途中、リクは急にあの殺し屋が気になり、振り向いて見た。二人ともほぼ同じ位置に倒れ、血が流れ出ている。
自分のせいだ。
そう思ったことは今までにも何度かあったが、その度に何とかその思いを振り払う。
倉庫を出て、鍵を閉めてから再び道を歩くと、無性にに服屋を見てしまう。軽く見渡すと、リクは自分を「馬鹿か」と叱り付けた。
(アイツが、待ってくれているわけないだろ。)
今まで見てきた人間は、いつもそうだったもの。その中で、本気でがっかりしていた自分が不思議に思えた。人などいてもいなくてもリクにとってはどちらも同じなはずなのだ。
人が近くにいなくて寂しくなるのは、5年ぶりだった。
(まぁいい…な。)
そう決めたものの、必ず5歩おきに振り向く。こんなに諦めの悪い自分は初めてだとリクは思った。待ってくれとも言われていないのに、待つはずなどないだろうに。
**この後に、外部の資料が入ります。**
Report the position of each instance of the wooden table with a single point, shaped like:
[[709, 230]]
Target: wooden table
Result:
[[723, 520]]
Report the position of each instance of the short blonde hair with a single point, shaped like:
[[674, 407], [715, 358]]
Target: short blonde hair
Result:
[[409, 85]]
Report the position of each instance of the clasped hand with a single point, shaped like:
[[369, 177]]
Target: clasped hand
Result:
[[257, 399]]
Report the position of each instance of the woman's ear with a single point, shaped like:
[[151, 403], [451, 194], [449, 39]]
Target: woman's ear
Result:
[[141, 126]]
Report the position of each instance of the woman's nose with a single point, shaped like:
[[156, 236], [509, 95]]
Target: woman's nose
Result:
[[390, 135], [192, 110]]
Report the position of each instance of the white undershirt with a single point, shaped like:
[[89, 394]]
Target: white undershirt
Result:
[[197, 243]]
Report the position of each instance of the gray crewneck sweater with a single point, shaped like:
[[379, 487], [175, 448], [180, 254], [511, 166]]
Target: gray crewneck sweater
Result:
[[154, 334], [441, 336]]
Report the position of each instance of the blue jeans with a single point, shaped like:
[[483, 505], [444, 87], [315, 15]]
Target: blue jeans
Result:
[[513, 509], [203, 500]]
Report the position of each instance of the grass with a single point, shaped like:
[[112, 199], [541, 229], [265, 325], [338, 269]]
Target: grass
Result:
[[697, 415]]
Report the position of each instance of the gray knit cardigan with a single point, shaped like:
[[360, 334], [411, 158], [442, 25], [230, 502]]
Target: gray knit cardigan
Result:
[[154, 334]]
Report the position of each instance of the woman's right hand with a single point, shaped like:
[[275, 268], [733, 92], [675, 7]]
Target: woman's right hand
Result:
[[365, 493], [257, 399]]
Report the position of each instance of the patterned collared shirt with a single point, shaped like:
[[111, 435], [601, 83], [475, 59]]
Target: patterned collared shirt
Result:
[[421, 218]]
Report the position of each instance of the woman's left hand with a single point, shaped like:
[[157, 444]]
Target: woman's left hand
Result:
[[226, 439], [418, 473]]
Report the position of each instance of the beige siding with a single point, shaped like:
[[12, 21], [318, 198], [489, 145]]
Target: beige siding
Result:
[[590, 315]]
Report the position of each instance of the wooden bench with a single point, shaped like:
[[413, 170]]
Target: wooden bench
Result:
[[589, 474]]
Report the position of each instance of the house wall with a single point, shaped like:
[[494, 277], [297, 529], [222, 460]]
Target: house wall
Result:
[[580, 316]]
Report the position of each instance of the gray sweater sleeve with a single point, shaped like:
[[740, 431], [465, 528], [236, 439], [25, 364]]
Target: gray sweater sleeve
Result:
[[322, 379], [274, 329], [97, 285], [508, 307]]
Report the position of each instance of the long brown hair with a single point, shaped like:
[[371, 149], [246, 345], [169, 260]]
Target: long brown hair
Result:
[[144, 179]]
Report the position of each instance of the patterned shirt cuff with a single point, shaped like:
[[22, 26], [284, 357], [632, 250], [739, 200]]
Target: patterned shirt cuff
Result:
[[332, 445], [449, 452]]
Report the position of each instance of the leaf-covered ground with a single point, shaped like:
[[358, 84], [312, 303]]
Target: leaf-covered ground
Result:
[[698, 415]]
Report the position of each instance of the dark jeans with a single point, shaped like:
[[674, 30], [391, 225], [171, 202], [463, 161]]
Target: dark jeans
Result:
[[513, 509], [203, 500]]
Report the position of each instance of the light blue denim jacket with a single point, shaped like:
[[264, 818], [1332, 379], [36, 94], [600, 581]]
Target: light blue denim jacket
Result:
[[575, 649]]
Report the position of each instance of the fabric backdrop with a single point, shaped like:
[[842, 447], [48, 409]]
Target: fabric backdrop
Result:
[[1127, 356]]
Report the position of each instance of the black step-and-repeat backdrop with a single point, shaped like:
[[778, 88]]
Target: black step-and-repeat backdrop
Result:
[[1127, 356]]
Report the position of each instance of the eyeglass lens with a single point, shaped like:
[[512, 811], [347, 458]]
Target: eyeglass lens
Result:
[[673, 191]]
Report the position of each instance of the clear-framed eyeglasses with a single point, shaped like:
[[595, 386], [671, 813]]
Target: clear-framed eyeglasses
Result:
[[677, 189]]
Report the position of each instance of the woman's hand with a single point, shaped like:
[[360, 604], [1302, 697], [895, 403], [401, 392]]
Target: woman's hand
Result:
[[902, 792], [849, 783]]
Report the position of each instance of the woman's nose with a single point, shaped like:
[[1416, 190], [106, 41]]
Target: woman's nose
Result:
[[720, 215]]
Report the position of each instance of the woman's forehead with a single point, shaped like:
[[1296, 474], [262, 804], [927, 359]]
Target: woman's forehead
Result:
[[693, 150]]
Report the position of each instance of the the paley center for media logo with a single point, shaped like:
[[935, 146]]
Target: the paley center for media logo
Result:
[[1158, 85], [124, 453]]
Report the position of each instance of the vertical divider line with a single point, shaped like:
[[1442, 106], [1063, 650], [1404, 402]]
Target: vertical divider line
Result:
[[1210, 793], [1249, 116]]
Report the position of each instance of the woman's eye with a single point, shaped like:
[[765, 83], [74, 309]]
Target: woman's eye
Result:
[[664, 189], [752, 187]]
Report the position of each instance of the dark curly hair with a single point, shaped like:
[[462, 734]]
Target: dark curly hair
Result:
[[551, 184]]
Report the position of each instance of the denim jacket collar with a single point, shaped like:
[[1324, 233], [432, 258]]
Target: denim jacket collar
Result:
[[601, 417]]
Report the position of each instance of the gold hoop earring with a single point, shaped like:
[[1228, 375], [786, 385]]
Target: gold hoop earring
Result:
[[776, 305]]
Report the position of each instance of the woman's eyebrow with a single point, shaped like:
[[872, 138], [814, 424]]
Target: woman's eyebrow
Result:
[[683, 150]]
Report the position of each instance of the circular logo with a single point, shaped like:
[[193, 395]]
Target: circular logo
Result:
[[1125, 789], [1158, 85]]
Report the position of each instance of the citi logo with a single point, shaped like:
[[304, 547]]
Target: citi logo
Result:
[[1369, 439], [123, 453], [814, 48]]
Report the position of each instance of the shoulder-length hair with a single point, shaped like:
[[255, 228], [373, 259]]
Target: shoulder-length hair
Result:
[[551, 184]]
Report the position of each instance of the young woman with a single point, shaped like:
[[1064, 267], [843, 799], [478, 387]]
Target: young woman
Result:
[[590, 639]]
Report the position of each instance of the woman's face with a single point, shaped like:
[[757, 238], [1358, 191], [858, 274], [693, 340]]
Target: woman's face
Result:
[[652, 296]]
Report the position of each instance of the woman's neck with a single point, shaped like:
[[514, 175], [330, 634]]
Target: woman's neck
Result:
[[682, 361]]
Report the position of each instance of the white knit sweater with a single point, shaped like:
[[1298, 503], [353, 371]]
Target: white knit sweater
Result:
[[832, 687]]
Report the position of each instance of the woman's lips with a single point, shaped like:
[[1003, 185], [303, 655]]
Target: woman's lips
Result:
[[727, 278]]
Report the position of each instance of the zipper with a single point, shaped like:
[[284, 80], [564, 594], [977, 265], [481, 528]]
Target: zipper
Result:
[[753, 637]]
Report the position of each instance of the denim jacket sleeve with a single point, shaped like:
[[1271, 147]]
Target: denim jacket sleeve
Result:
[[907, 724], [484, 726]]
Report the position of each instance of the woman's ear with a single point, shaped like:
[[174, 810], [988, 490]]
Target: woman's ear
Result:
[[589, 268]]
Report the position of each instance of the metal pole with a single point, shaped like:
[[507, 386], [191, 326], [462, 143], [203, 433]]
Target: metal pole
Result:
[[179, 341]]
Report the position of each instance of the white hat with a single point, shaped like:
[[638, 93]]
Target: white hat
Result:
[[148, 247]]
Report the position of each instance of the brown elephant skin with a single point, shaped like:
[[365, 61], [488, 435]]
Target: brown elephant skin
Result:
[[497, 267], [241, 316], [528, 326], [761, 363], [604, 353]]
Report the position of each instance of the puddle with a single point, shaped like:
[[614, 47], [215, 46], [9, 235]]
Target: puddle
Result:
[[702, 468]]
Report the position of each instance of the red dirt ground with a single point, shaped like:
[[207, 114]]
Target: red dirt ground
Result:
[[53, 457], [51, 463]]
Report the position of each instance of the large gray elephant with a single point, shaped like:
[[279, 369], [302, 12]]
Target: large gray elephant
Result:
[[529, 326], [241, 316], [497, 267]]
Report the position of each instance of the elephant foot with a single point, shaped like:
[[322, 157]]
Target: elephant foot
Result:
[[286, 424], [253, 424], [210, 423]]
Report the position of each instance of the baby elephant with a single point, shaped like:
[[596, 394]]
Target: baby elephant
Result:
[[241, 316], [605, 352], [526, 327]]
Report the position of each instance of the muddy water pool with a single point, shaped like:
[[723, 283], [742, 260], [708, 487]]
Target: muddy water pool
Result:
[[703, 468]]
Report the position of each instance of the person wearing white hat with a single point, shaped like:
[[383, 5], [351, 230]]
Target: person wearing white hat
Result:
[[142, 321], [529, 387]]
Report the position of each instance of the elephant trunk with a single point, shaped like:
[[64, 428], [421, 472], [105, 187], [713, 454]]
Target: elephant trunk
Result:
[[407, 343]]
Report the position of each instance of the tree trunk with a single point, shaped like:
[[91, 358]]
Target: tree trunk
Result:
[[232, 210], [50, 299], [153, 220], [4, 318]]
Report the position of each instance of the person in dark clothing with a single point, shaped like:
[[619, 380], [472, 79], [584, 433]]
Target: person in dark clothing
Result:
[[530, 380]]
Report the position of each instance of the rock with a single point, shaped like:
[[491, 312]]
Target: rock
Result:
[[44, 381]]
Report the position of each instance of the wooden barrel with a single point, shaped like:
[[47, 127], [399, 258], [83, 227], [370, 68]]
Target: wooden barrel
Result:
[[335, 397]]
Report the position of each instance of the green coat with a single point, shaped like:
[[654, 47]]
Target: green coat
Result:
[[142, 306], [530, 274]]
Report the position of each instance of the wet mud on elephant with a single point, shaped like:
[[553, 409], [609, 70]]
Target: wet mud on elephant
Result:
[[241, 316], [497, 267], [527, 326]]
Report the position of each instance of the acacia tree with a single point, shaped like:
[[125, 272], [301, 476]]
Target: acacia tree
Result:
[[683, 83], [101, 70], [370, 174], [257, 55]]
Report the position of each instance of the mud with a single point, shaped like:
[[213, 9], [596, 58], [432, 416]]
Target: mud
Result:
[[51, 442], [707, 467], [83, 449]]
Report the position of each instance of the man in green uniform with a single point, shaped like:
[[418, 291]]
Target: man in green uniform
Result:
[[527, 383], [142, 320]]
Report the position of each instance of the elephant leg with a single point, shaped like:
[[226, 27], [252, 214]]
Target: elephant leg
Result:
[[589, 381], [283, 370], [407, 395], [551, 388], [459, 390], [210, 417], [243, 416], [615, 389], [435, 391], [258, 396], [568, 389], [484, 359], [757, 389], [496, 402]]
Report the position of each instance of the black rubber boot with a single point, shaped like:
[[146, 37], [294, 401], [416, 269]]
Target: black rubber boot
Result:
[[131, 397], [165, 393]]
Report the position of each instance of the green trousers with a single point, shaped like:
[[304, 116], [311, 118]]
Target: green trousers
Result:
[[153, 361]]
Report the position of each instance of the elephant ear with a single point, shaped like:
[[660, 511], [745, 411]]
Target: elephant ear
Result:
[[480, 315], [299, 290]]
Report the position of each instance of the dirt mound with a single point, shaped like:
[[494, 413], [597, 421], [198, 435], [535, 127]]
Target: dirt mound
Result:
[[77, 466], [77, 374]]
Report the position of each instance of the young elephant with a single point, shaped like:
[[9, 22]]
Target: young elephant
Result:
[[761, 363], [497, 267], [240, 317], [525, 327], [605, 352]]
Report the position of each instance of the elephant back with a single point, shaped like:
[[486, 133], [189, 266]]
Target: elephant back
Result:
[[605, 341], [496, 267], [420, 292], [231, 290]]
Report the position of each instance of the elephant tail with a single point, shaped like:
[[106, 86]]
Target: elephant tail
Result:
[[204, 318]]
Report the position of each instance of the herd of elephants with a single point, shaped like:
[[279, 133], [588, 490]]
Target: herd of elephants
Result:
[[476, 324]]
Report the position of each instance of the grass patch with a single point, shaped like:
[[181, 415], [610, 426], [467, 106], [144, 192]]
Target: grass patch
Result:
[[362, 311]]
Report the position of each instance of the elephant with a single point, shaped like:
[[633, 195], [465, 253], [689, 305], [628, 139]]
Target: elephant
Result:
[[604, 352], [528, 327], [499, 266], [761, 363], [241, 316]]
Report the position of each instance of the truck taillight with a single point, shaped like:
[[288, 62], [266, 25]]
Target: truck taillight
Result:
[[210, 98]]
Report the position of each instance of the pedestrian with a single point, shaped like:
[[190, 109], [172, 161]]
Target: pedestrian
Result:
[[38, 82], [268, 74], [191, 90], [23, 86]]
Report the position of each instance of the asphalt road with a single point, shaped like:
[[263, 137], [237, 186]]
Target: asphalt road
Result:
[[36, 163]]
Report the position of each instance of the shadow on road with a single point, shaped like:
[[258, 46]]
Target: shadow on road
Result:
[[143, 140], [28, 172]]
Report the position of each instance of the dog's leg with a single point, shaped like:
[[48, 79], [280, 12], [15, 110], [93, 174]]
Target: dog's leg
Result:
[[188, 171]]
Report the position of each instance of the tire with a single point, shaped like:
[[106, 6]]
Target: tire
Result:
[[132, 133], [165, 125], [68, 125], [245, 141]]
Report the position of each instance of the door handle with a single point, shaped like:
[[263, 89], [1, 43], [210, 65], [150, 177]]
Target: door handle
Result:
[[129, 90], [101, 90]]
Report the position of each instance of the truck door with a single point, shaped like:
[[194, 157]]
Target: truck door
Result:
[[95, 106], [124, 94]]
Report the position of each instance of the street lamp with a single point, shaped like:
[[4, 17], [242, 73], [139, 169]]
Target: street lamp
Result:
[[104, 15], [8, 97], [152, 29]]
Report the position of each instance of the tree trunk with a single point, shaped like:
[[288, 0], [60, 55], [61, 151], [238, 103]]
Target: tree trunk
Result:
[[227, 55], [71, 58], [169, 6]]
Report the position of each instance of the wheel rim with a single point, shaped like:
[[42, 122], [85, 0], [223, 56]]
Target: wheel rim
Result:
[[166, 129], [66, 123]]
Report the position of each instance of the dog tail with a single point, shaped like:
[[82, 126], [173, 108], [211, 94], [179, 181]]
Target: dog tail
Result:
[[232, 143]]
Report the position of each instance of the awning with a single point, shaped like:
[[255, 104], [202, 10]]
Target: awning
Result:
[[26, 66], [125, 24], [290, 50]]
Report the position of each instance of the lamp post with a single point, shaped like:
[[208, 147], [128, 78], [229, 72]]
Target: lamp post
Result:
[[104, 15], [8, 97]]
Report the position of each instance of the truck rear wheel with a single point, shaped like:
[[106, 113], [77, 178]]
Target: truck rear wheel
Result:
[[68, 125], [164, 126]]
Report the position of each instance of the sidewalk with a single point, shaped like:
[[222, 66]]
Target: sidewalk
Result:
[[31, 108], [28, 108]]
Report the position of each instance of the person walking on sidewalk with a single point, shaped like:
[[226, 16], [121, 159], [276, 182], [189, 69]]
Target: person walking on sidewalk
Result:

すると、次振り向いた時にはエリカの姿があった。まさか、と目を疑うが、間違いなくエリカだ。
「あ、先輩!やっと出てきた!」
「まさか、待ってたのか?」
「うん」
嬉しい気もしたが、それなりに嬉しくない気もあった。エリカに関しての依頼の期間の事を考えれば、むしろ会わない方がよかったかも知れない。
「さっきは服屋にいなかったじゃないか。」
「ちょっとね。美喜ちゃんの誕生日が近いらしいで、何か買ったろうと思ったんやけど、良いもの無かったで。」
すまない、その本人はもう自分の誕生日も忘れているだろう。
リクはそう思う。自分はその友達のせいで危うく殺されかけたというのに、それを知らずに贈り物を買おうとしてやれるエリカが、リクには純粋に見える。